In 2008 25 March she signed a contract with Big Artiste Management, a subsidiary of Mei Ah Entertainment.

Since 1995, Leung has starred in over 20 movies, most of which are dramas and comedies. She has worked opposite acting veterans such as Tony Leung Chiu-wai, Andy Lau, Daniel Chan, Stephen Chow and Jet Li. In 2003, she starred with Takeshi Kaneshiro in Warner Bros.' first-ever Chinese-language film Turn Left, Turn Right. Notably, at the Hong Kong Film Awards, Leung was nominated for Best Actress and Best Supporting Actress for roles in Tempting Heart (1999) and A War Named Desire (2000) respectively.

Primarily an actress on the silver screen, Leung briefly appeared in the TVB serial The Last Breakthrough (2004). She has also performed in a number of stage musicals including The Great Entertainer (2004). Other works include the Cantonese narration for the Japanese film Quill (2004).

Leung is also active in charity work. Apart from being the ambassador for different charities, she has helped to build 7 schools in Mainland China to help poor children. She is also the youngest-ever local (at age 27) to receive the "Ten Most Outstanding Youth Award" in Hong Kong .

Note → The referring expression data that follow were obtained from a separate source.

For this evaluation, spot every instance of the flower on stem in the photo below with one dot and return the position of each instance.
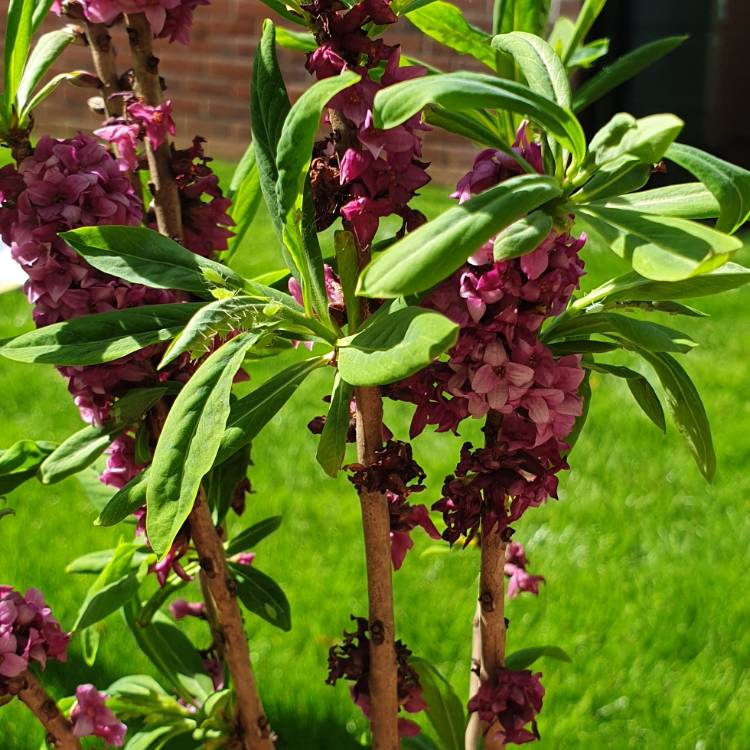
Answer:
(509, 704)
(156, 120)
(28, 632)
(515, 570)
(91, 717)
(350, 660)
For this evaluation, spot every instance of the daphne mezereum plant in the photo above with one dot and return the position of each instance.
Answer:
(475, 314)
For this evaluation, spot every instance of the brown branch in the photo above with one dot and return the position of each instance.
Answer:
(148, 88)
(376, 524)
(256, 733)
(31, 692)
(473, 728)
(105, 65)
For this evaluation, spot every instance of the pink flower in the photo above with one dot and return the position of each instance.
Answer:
(515, 571)
(91, 717)
(509, 705)
(157, 120)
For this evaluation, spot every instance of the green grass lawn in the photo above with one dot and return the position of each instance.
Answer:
(646, 565)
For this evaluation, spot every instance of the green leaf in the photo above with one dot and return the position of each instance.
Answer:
(651, 336)
(520, 15)
(472, 125)
(647, 138)
(252, 535)
(444, 708)
(728, 183)
(623, 175)
(99, 338)
(250, 414)
(246, 197)
(90, 640)
(659, 247)
(687, 201)
(684, 403)
(96, 562)
(632, 286)
(447, 24)
(190, 441)
(269, 106)
(332, 444)
(125, 501)
(143, 256)
(47, 50)
(432, 252)
(117, 584)
(586, 56)
(297, 137)
(461, 91)
(172, 653)
(525, 657)
(262, 596)
(301, 41)
(224, 481)
(395, 345)
(18, 31)
(585, 20)
(623, 69)
(20, 462)
(85, 446)
(541, 67)
(523, 236)
(642, 391)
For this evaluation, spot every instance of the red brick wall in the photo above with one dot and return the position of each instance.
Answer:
(209, 80)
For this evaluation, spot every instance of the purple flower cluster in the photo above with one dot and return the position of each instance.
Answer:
(509, 705)
(170, 19)
(91, 717)
(519, 579)
(28, 633)
(350, 660)
(376, 172)
(499, 367)
(391, 473)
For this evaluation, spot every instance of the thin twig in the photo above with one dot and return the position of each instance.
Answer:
(31, 692)
(148, 88)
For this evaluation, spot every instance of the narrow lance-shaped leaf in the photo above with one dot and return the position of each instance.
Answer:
(584, 21)
(728, 183)
(99, 338)
(114, 586)
(687, 201)
(541, 67)
(85, 446)
(143, 256)
(461, 91)
(432, 252)
(332, 444)
(20, 462)
(651, 336)
(659, 247)
(632, 286)
(250, 414)
(623, 69)
(254, 534)
(190, 441)
(446, 23)
(395, 345)
(687, 410)
(47, 50)
(262, 596)
(523, 236)
(444, 708)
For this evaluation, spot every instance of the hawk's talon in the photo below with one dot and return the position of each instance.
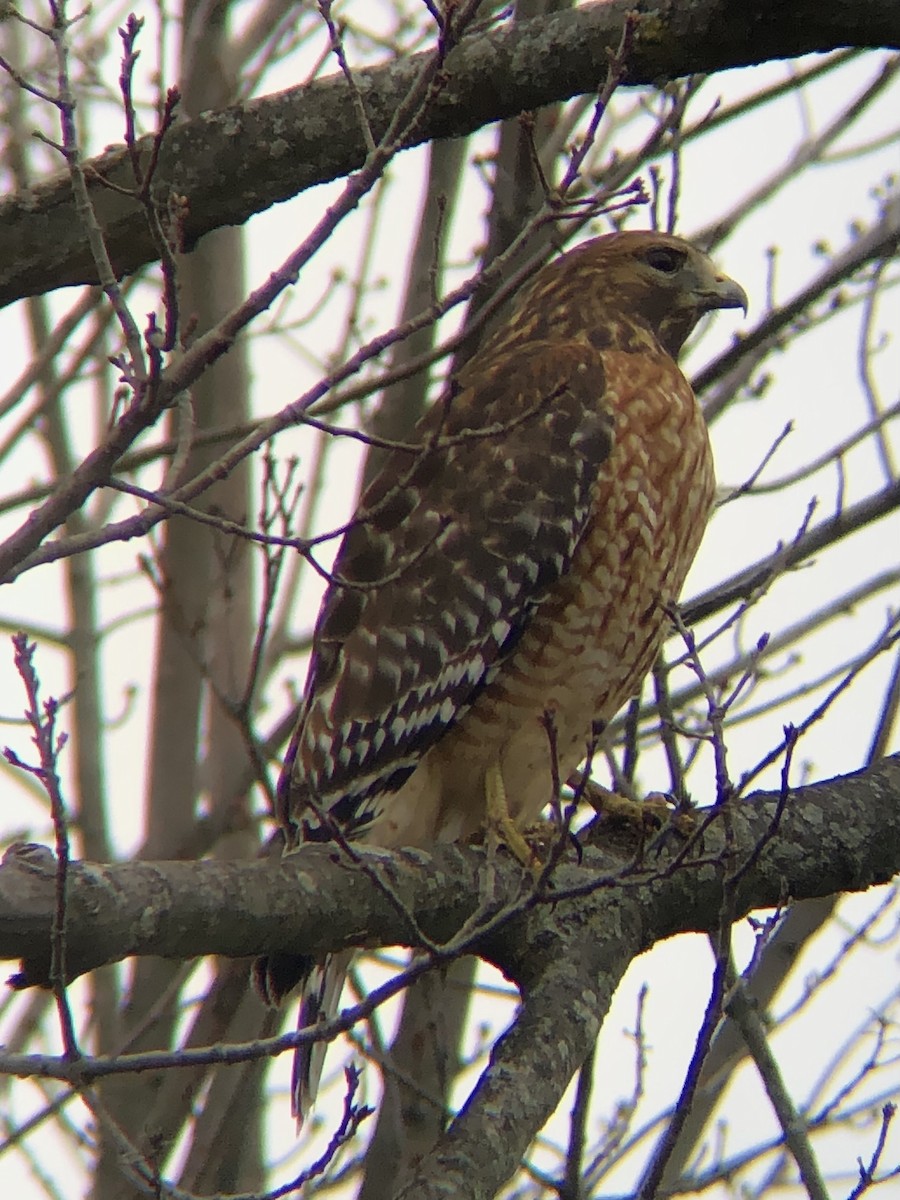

Leung is popular not just in Hong Kong, but also in Mainland China and Southeast Asia.

Spokesperson
Outside of the entertainment business, Leung has acted as the Hong Kong spokesperson for Japanese cosmetics company FANCL since 1999. She is also an ambassador to both United Nations Children's Fund (UNICEF) and World Wide Fund for Nature (WWF) Hong Kong. Other charity ambassador titles include Honourably Ambassador of Yan Chai Hospital, Special Ambassador to the Yan Aiu Hospital, Ambassador of Breast Cancer Fund and Ambassador of Society for Abandoned Animals (SAA). She also held numerous other special titles to numerous organisations. She joined her friends, Charlie Yeung, Valen Hsu and Angelica Lee to form the "Hope Foundation," a non-profit organisation to help children in need.

Personal life
In July 2009, she was reported to be in a relationship with a furniture designer from France, known only as Sly. Neither Gigi nor Sly admitted their relationship, but it was reported the couple separated in early 2010.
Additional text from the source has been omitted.